A final vote on the agreement was taken around 9 a.m. in the Senate, which voted 36-4 to accept a conference committee report that included the deal.
Procedural votes in both chambers were taken around midnight on July 31 – the scheduled last day of the formal legislative session – to allow voting on sports betting and other issues into early morning today.
Massachusetts Gov. Charlie Baker is expected to sign the bill into law.
Collegiate Sports Betting Issue Resolved
Betting on collegiate sports was reportedly the top obstacle in reaching a final agreement. Politico reporter Lisa Kashinsky reported this morning that negotiators were able to reach an agreement to allow collegiate sports betting in Massachusetts, although betting on games involving in-state college teams will be allowed only during tournament play.
The sports betting bill DOES include wagering on SOME college sports, Senate budget writer @SenRodrigues says. It will NOT include betting on Massachusetts college sports games, but bets can be placed if Massachusetts teams make it into tournaments #mapoli https://t.co/mtLkMdRmde
— Lisa Kashinsky (@lisakashinsky) August 1, 2022
The House had included collegiate sports in its sports betting bill in 2021. The Senate, however, stripped collegiate sports betting from that bill when it amended and passed it in April of this year.
Allows In-Person and Mobile Sports Betting
In simplest terms, the bill is expected to allow betting on professional sports and amateur sports through licensed casinos, horse racetracks, and mobile sportsbooks.
Casinos and tracks are eligible to be licensed to offer in-person and mobile sports betting. Casinos receive access to two mobile skins (apps), while racetracks get one.

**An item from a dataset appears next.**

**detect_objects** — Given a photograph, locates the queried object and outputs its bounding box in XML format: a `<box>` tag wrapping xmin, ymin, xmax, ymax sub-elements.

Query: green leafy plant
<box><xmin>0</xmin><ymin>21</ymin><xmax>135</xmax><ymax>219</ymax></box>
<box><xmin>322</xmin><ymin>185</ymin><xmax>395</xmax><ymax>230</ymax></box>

The bill also calls for up to seven mobile sportsbooks to be licensed separately.
Revenues from retail sports betting will be taxed at 15%, while mobile/online bets will be taxed at 20%.
Launch Date To Be Determined
A launch date for Massachusetts legal sports betting has yet to be determined.
Lead regulators at the Massachusetts Gaming Commission say they expect to be ready to get legal sports betting up and running in the commonwealth “nimbly,” although no timetable is set.
“We feel really confident that with all the due diligence we’re doing … we’d be able to get those regulations in place nimbly and we’d be able to start issuing licenses (to) start accepting sports bets,” Massachusetts Gaming Commission chairperson Cathy Judd-Stein was reported as saying last spring in an April 13 story in the Boston Herald.
This is a developing story. It will be updated as more information becomes available.